Este natal não celebrei. Fiquei em casa, sozinho, comi o normal e fiz noitada. Às tantas da madrugada ouvi um roçar de borracha na pedra da chaminé. Presumi que fosse o pai natal e confirmei-o quando, depois de descer, lhe descobri o fato vermelho na penumbra da sala.
Por João Paiva
V inha manifestamente cansado, pelo que se sentou na poltrona junto do sofá. Só depois de instalado é que me fitou e eu, embriagado já de sono, anuí à sua presença com um modesto movimento de cabeça. Vendo-se aceite e talvez estranhamente identificado com o ambiente daquela sala, pediu uma coca-cola. Eu disse que, de porcarias, só bebia álcool. E apenas quando o pedia o coração.
Daí a momentos, foi o velho buscar o seu enorme saco e trouxe-o para perto de mim. Eu adiantei que não gostava de presentes, muito menos de surpresas, que não queria nada de novo, que preferia ficar como estava. Ele ouviu mas continuou como se nada fosse, ou melhor, como se outra coisa não pudesse fazer.
Pôs a mão dentro do saco e tirou para fora um banqueiro. Estava a besta fumando charuto e sorrindo, sempre sorrindo. O pai natal reparou no meu esgar de nojo mas colocou-o, sem hesitar, no meio da sala.
Depois voltou a mergulhar a mão no saco e tirou para fora um demagogo exaltado. Cerrava os punhos e agitava os braços, mas tinha a face serena e apagada.

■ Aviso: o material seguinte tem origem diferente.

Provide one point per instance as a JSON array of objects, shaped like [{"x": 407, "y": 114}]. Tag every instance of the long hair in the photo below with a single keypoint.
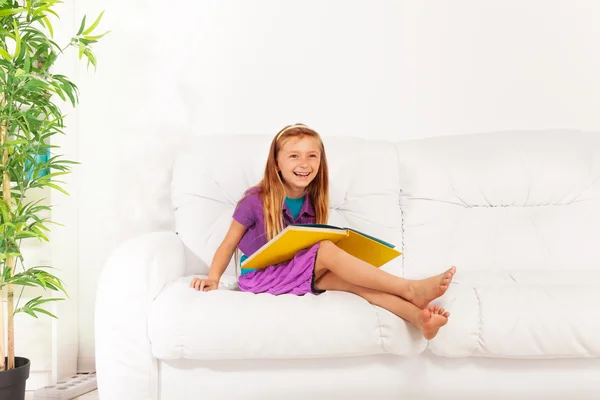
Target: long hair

O gordo das barbas procurou o terceiro e último presente. Aos dois anteriores juntou um talibã, tecido escuro à volta da cabeça e kalashnikov nas mãos.
Vi com raiva o pai não sei de quê, vestido de vermelho, olhar as três prendas que me cabiam nesse ano, encolher os ombros e pegar no saco para partir. Antes que lhe pudesse dirigir as palavras violentas que me acorreriam à boca no momento, já estavam os três demónios analisando a superfície de um globo terrestre desencantado não sei onde, sulcando-o com linhas medonhas de lápis pesados. Trocavam palavras cordiais e palmadinhas nas costas.
Revoltado, levantei-me bruscamente do sofá. Algo quase tão forte como a minha revolta me prendia ao recosto confortável. Bem sei o que me custou usar as pernas e braços para me pôr de pé. Olhei à volta, reconheci o meu passado e o meu futuro nas quatro paredes que me rodeavam. Parei o tempo. Estava na minha casa, minha vontade feita em espaço. Comandava-me a razão, o peso de um passado e o orgulho de uma identidade.
Despi o banqueiro de todas as roupas e acessórios que trazia. Coloquei o saco de presentes do pai natal na mão direita do demagogo. Tirei das mãos do talibã a kalashnikov e substituí-a por um cravo, dos muitos que conservava sempre vivos numa jarra da sala. Depois, disse ao tempo para resolver o resto.
Os quatro acordaram da sua síncope. O banqueiro, vendo-se nu e igual a todos os homens, desatou num choro suplicante e saiu a correr. O demagogo viu-se satisfeito da sede de não sei bem o quê que o possuía há tanto tempo e abalou expurgado. O talibã olhava fixamente a flor que recebera, como se olha um ente perdido e esquecido, apesar de querido. Saiu depois da casa, nunca deixando de olhar para o objecto estranho.
Eu permaneci quieto, esperando. É então que o pai natal começa a correr, em fuga desalmada, desprovido pela primeira vez do domínio das rédeas dos acontecimentos. Vi-o partir, ágil, já sem ser nem pai natal nem coisa nenhuma. Com a arma de fogo que conservara nas mãos, cravei uma rajada de balas nas costas da criatura, como só o diabo merece. Levei a carcaça para fora de casa e deixei-a no meio da rua.
Daí em diante, fiquei conhecido como o homem que matou o pai natal. Hoje espero, talvez em vão, pelo próximo.